Oho! cried the warlock. Then we’ll be great friends. But see here: To live forever one must die.

I glanced at Sophie, who merely gazed around the company with charming openness, and presently returned the topic to the Upper Realm, where perfect truth is said to live. At this the warlock contradicted his own dig at Celestial Assassins by inviting her on a midnight promenade, commencing immediately. Destination: the Tree of Knowledge! That was how I first learned that the dead can be unfair. Frankly, I felt indignant; I thought I had gotten away from that. But I held my peace as usual, and so those two went their private way, while Mortensen shared tidbits with the Mummy Lady, whose little eyes were as lovely as gold coins. How far had we diminished death thus far? Goldman had already departed the table in order to measure the apparent speed of the moon between his thumb and forefinger. That left me friendless — for it had long since been clear that Mortensen and Goldman considered me a nothing.
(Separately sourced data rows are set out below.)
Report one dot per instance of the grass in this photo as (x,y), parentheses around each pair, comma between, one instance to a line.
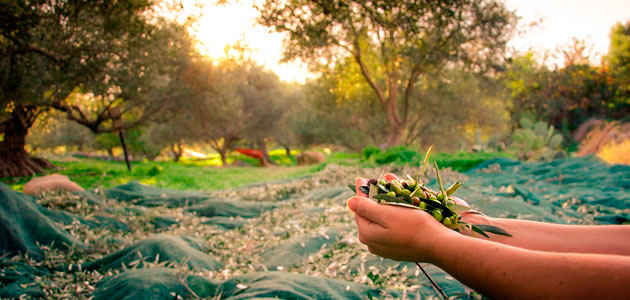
(184,175)
(206,174)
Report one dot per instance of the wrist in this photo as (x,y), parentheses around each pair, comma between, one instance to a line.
(440,244)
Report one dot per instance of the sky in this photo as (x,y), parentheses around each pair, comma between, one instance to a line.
(562,20)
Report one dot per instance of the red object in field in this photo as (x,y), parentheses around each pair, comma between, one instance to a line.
(257,154)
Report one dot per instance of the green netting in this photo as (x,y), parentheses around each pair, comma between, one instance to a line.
(226,223)
(160,283)
(159,248)
(295,250)
(16,279)
(577,190)
(140,194)
(22,226)
(154,283)
(230,208)
(551,191)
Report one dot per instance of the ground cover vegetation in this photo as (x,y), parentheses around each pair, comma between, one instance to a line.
(196,217)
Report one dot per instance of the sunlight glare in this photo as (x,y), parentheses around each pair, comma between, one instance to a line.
(223,25)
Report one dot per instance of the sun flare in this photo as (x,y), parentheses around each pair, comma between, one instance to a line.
(221,26)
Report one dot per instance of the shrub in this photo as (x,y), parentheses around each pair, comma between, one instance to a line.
(370,151)
(535,142)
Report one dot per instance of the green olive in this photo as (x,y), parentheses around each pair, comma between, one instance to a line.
(422,205)
(437,214)
(397,188)
(440,197)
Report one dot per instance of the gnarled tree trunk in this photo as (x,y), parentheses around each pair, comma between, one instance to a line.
(265,160)
(14,160)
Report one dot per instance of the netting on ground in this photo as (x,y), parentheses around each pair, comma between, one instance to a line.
(289,240)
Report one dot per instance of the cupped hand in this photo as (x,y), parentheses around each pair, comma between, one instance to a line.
(398,233)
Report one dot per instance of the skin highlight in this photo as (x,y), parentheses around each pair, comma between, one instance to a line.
(540,261)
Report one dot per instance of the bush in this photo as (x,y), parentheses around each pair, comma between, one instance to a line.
(399,155)
(536,141)
(370,151)
(459,161)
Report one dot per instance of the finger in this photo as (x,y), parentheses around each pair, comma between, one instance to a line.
(380,251)
(369,233)
(360,182)
(390,177)
(370,210)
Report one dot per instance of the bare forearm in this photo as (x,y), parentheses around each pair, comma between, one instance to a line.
(597,239)
(506,272)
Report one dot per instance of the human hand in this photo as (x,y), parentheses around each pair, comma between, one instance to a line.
(396,232)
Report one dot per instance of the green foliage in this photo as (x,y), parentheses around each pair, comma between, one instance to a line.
(480,145)
(183,175)
(384,50)
(459,161)
(536,141)
(398,155)
(370,151)
(568,96)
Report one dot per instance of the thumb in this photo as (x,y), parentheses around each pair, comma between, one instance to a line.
(368,210)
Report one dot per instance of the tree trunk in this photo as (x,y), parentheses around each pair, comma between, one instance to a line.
(223,156)
(177,151)
(265,159)
(14,160)
(394,135)
(288,150)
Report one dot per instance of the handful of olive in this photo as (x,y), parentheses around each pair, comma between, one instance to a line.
(413,193)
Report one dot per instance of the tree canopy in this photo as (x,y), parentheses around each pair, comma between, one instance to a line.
(97,61)
(395,44)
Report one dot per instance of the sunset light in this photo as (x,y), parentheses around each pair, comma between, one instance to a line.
(223,25)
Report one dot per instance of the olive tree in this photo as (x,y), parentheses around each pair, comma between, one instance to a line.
(95,61)
(395,44)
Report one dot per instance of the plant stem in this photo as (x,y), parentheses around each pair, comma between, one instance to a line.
(435,286)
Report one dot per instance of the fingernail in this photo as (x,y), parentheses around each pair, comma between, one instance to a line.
(352,203)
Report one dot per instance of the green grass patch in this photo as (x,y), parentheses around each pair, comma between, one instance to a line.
(183,175)
(459,161)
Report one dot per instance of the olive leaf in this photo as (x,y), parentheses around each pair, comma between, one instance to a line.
(451,189)
(426,160)
(478,230)
(458,208)
(384,189)
(413,194)
(363,188)
(437,174)
(492,229)
(388,198)
(447,212)
(401,204)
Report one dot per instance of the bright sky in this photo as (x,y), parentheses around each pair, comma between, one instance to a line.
(589,20)
(562,20)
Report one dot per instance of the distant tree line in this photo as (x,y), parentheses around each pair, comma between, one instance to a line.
(73,74)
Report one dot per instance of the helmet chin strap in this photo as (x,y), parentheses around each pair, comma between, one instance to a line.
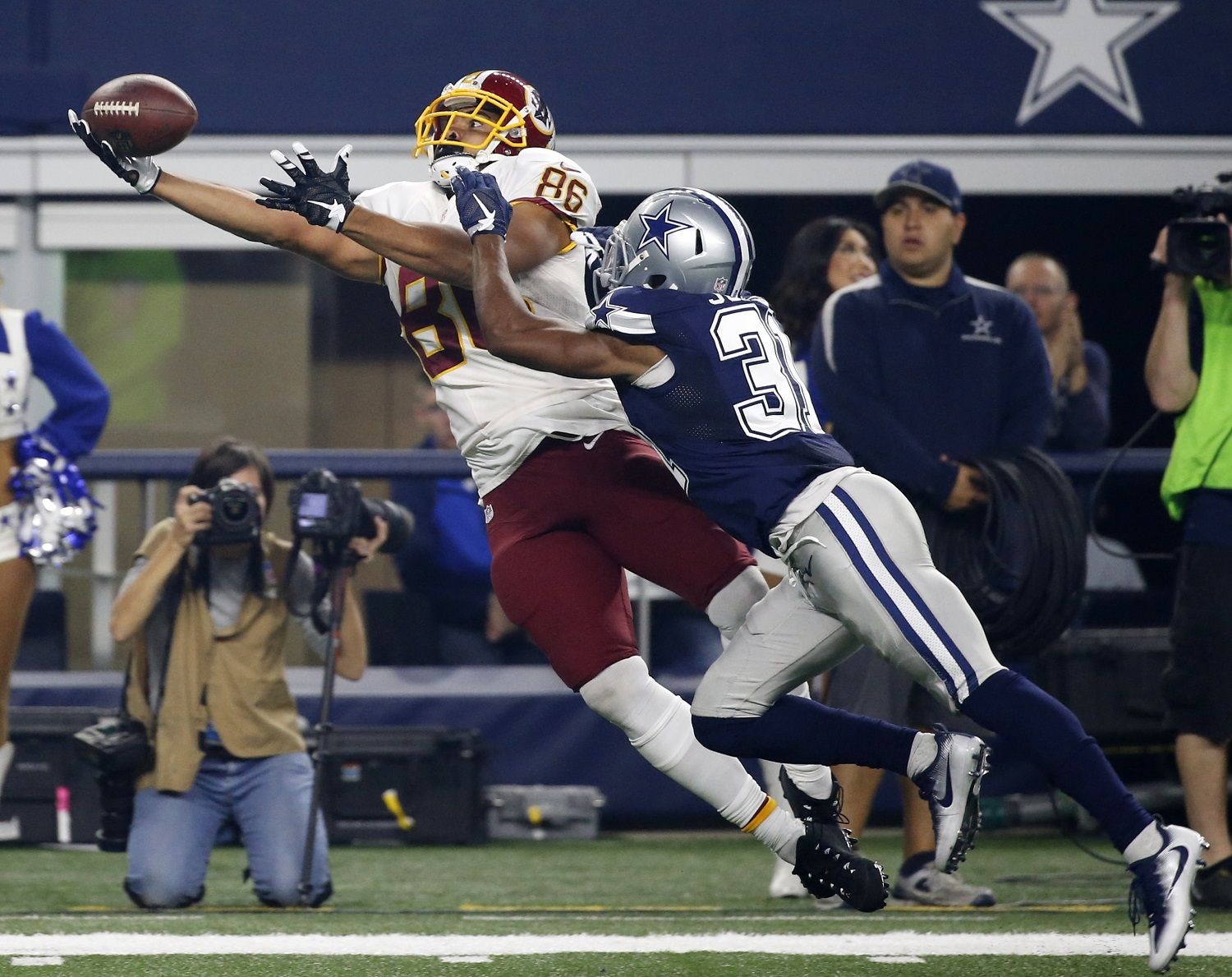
(446,162)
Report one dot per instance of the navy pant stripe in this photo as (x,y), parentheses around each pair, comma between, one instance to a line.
(912,594)
(886,601)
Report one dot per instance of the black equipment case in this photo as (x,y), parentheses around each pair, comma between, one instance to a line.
(46,758)
(435,772)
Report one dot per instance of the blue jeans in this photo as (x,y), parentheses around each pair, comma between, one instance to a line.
(268,800)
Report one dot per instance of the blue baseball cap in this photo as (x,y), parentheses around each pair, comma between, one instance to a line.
(924,177)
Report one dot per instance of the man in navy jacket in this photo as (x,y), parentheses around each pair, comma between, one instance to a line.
(923,371)
(922,367)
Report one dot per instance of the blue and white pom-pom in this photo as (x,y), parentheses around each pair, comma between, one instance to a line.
(56,514)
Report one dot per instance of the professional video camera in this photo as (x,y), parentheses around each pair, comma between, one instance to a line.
(330,510)
(1199,243)
(120,749)
(237,514)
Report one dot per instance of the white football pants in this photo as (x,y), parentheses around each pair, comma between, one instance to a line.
(862,574)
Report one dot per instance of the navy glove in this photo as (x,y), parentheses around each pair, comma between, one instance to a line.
(322,199)
(482,209)
(140,172)
(594,244)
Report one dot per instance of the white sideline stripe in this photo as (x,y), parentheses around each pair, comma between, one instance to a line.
(906,605)
(901,942)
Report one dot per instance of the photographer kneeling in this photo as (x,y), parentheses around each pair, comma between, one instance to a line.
(207,602)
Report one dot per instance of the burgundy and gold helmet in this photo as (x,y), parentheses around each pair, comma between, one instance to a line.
(513,108)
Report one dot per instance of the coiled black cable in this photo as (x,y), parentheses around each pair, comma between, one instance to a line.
(1020,560)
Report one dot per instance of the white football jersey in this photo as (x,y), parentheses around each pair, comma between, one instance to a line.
(499,412)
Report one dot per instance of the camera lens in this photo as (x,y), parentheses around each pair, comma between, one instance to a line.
(234,509)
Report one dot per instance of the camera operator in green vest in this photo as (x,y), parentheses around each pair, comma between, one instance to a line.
(1189,374)
(207,604)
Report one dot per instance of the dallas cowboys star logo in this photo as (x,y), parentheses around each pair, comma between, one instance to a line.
(658,227)
(982,330)
(1079,42)
(606,308)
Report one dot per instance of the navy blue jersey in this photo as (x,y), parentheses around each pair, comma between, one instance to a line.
(733,421)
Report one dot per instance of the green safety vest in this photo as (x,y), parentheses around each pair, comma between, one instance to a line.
(1202,455)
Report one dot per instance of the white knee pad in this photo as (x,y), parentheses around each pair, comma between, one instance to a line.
(660,726)
(627,696)
(729,607)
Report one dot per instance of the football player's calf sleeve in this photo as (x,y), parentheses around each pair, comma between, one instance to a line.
(657,723)
(798,730)
(812,779)
(729,606)
(1051,735)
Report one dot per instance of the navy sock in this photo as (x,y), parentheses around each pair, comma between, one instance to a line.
(1050,735)
(917,861)
(800,730)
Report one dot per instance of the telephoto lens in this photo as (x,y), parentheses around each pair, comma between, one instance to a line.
(116,795)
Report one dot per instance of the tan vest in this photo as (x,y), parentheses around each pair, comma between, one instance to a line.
(234,676)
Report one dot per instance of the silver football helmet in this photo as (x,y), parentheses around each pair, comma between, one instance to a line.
(680,238)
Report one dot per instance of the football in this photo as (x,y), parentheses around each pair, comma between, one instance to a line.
(140,115)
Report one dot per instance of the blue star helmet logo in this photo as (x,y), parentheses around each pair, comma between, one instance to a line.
(658,227)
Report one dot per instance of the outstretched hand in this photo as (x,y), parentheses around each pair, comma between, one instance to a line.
(140,172)
(322,199)
(482,209)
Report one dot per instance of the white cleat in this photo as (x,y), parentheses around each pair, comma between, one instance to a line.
(1162,887)
(951,787)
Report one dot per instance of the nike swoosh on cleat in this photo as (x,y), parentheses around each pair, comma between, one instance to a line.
(949,789)
(1180,865)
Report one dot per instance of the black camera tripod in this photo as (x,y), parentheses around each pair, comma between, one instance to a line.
(339,562)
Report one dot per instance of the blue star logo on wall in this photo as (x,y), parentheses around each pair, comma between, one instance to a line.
(1079,42)
(658,227)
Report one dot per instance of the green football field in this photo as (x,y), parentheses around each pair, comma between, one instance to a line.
(689,903)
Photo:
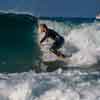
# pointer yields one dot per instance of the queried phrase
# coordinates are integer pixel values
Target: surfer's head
(43, 28)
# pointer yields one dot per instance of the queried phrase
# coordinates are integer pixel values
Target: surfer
(58, 40)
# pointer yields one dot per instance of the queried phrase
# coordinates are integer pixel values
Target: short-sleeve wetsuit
(59, 40)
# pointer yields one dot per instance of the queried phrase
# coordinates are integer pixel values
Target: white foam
(70, 85)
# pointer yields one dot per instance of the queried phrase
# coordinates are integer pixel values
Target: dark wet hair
(44, 25)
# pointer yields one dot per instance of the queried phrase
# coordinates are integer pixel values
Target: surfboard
(49, 56)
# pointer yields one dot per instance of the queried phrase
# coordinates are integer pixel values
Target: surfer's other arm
(44, 38)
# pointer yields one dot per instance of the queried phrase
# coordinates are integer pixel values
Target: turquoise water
(17, 42)
(19, 49)
(78, 79)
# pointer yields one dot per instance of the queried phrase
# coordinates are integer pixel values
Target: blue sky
(52, 8)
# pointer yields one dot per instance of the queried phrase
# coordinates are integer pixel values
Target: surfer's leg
(54, 48)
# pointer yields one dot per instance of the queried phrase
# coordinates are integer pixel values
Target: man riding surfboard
(58, 40)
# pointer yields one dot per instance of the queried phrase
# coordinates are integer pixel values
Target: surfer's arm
(44, 38)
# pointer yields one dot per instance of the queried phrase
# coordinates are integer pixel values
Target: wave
(71, 85)
(82, 37)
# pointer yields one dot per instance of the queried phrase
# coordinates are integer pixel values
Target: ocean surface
(25, 76)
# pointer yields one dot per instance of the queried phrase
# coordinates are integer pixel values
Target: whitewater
(81, 81)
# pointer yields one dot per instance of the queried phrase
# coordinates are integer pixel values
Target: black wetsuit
(59, 40)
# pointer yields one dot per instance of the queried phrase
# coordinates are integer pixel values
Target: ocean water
(17, 42)
(78, 79)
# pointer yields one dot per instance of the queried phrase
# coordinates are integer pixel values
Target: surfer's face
(42, 29)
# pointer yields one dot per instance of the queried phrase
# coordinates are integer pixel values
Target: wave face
(19, 50)
(17, 42)
(81, 39)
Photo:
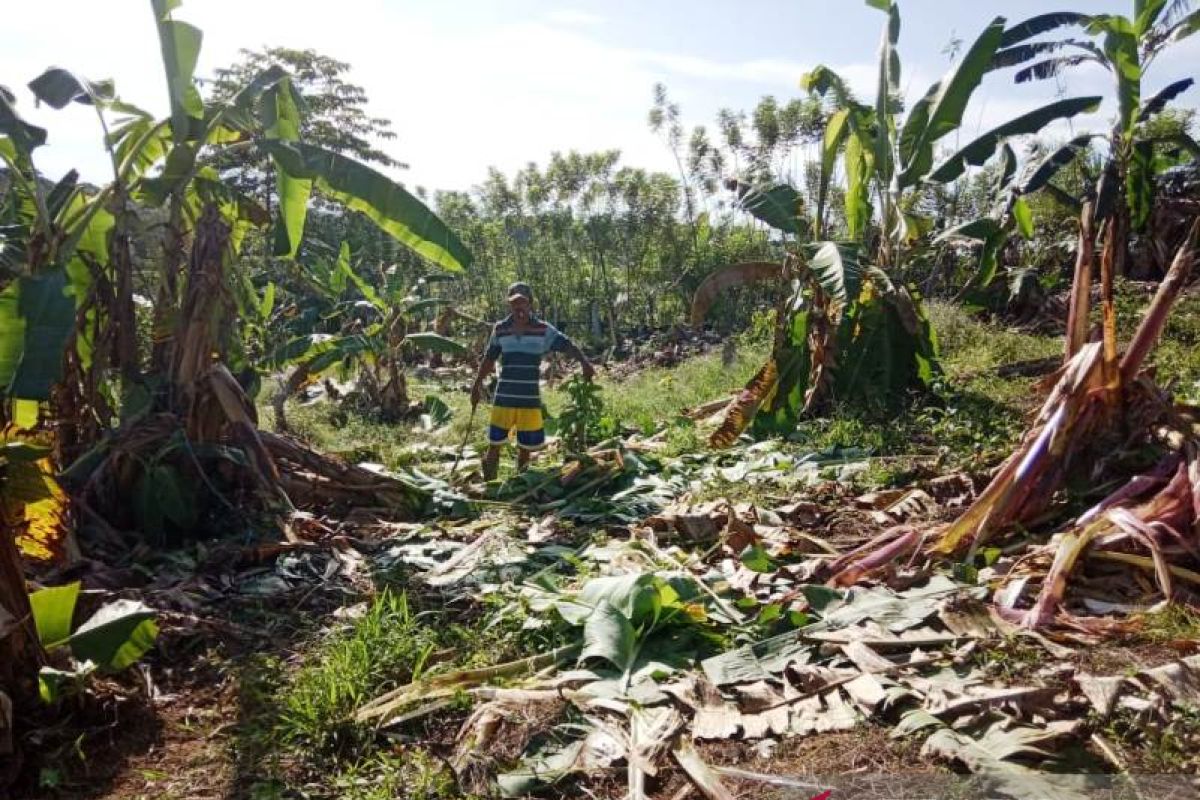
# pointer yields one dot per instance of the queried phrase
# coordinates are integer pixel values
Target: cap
(520, 290)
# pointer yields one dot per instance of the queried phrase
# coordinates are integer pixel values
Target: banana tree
(1012, 212)
(851, 330)
(1125, 47)
(369, 343)
(167, 417)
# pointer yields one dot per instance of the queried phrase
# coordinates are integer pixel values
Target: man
(520, 341)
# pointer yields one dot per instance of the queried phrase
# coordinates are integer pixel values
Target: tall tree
(335, 116)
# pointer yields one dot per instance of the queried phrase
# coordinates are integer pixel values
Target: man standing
(520, 341)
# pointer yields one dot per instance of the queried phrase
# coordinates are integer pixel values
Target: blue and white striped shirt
(520, 355)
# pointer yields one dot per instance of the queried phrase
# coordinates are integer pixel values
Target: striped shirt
(520, 355)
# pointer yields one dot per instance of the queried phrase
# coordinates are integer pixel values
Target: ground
(259, 668)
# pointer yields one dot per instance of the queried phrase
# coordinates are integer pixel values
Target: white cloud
(575, 17)
(463, 94)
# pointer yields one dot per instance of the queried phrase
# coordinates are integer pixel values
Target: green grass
(297, 725)
(642, 401)
(1173, 624)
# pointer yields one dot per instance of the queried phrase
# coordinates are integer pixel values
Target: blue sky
(478, 83)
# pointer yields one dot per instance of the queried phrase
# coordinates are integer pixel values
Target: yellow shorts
(526, 421)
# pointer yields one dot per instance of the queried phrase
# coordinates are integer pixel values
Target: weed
(1013, 661)
(1173, 624)
(1150, 746)
(382, 649)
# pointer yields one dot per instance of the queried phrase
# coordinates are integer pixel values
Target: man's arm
(571, 349)
(485, 368)
(491, 353)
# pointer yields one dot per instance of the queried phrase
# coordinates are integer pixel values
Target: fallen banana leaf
(383, 707)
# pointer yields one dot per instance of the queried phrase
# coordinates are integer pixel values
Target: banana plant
(1125, 47)
(1012, 212)
(851, 331)
(375, 326)
(67, 317)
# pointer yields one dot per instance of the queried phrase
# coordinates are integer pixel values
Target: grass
(1175, 623)
(642, 401)
(973, 419)
(300, 735)
(298, 728)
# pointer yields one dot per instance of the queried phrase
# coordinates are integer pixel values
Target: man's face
(521, 308)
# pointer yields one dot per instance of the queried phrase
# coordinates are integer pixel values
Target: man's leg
(497, 434)
(531, 437)
(492, 462)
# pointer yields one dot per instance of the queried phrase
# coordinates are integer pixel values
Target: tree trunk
(19, 650)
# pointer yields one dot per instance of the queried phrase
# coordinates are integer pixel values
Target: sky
(471, 84)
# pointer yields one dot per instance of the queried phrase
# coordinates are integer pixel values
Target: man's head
(521, 301)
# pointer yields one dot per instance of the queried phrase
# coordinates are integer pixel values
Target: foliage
(1126, 47)
(580, 421)
(361, 335)
(112, 639)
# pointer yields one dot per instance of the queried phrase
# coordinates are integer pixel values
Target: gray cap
(520, 289)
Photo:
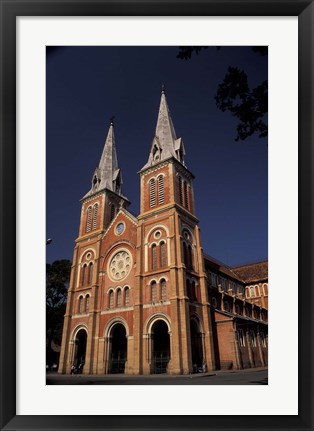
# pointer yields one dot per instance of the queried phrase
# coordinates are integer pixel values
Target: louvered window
(112, 212)
(90, 273)
(81, 304)
(180, 191)
(84, 274)
(152, 193)
(185, 188)
(119, 298)
(161, 196)
(87, 303)
(154, 257)
(154, 291)
(126, 296)
(163, 286)
(163, 254)
(111, 298)
(95, 216)
(89, 219)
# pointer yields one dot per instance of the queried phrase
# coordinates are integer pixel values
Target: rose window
(120, 265)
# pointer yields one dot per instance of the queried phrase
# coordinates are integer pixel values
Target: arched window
(90, 273)
(161, 196)
(163, 254)
(188, 288)
(190, 257)
(154, 291)
(193, 291)
(185, 254)
(265, 289)
(80, 307)
(89, 219)
(226, 306)
(84, 274)
(95, 216)
(180, 191)
(112, 212)
(262, 339)
(126, 296)
(111, 299)
(185, 188)
(152, 192)
(87, 299)
(119, 298)
(154, 257)
(163, 286)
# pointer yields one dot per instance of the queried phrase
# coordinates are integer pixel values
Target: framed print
(29, 30)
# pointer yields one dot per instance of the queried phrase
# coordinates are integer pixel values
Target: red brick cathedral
(143, 297)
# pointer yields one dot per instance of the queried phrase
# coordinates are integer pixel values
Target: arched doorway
(118, 349)
(160, 347)
(196, 346)
(80, 350)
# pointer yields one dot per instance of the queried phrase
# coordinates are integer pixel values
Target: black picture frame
(9, 11)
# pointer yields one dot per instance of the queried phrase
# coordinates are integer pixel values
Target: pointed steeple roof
(107, 174)
(165, 142)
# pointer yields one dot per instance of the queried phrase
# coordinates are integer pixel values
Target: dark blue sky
(87, 85)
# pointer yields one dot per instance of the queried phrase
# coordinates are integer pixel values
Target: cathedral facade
(143, 296)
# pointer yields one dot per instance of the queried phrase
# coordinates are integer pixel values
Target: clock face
(120, 228)
(120, 265)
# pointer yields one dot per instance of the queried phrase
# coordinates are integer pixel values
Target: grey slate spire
(107, 174)
(165, 142)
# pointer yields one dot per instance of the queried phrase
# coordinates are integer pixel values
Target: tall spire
(107, 174)
(165, 142)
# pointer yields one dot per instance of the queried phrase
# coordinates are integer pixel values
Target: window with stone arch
(95, 214)
(185, 193)
(180, 191)
(80, 304)
(188, 289)
(163, 288)
(119, 298)
(161, 194)
(188, 256)
(194, 296)
(126, 296)
(89, 219)
(112, 212)
(90, 273)
(87, 300)
(84, 275)
(154, 257)
(111, 299)
(163, 254)
(153, 288)
(227, 306)
(152, 192)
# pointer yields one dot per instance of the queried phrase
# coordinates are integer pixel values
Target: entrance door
(118, 356)
(80, 350)
(196, 346)
(160, 347)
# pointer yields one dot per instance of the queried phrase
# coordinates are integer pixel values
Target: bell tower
(103, 200)
(99, 207)
(171, 253)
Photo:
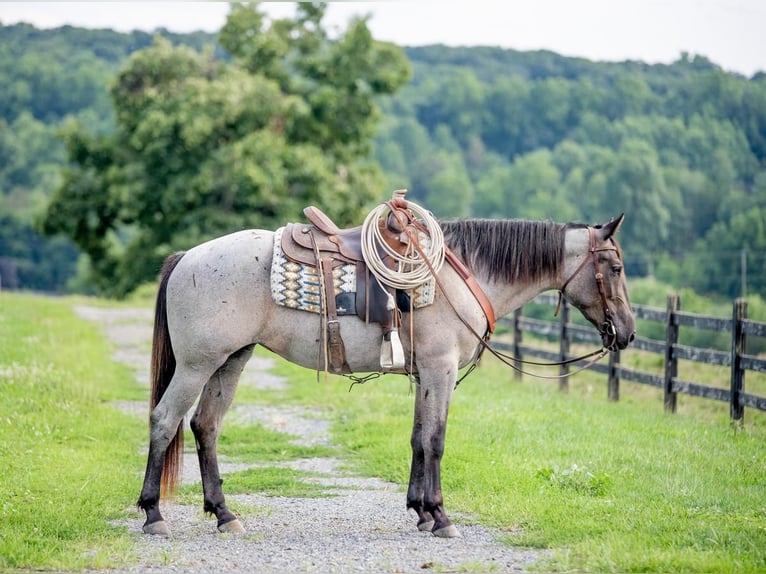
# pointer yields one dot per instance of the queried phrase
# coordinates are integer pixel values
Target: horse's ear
(612, 227)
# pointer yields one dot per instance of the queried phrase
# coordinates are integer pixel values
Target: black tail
(163, 365)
All I had ever offered them was Sophie.

4

By Mortensen’s command we now had to give up daylight altogether. On the final occasion, holding hands, Sophie and I walked our long street of dark cobbles, which were half silvered with New Year’s sunlight, and passed the old man squeezing oranges for juice in his hand-crank press, while the ladies smiled beneath the parasol of his wheeled stand, licking their painted lips. Once upon a time we too had been his customers. Even now Sophie declined to say what the warlock had showed her. — At least tell me if you ate anything, I said, but she answered: Don’t put me to the test. — Goldman and Mortensen were waiting at the cemetery gates. The former was calm, and the latter smiled with the same hopefulness as a child who expects something appetizing for dinner. Here came dusk. Reentering these shady, sky-roofed corridors whose domed, crossed, gabled porticoes and engraved stone-wreathed cells exhaled a half-imaginary odor of decomposition, we burgled a mausoleum and broke open four coffins whose contents would thicken tonight’s banquet. Here we promised to dwell until our knowledge could bring back the light. I admit that I would have hesitated, but Sophie swore her oath unflinchingly, and Goldman was so understatedly cavalier about everything that, reminding myself how grateful I had been on the night when Mortensen taught us to fix our meditations on the Dark Door, I too bound myself, at which a comforting dullness descended upon me.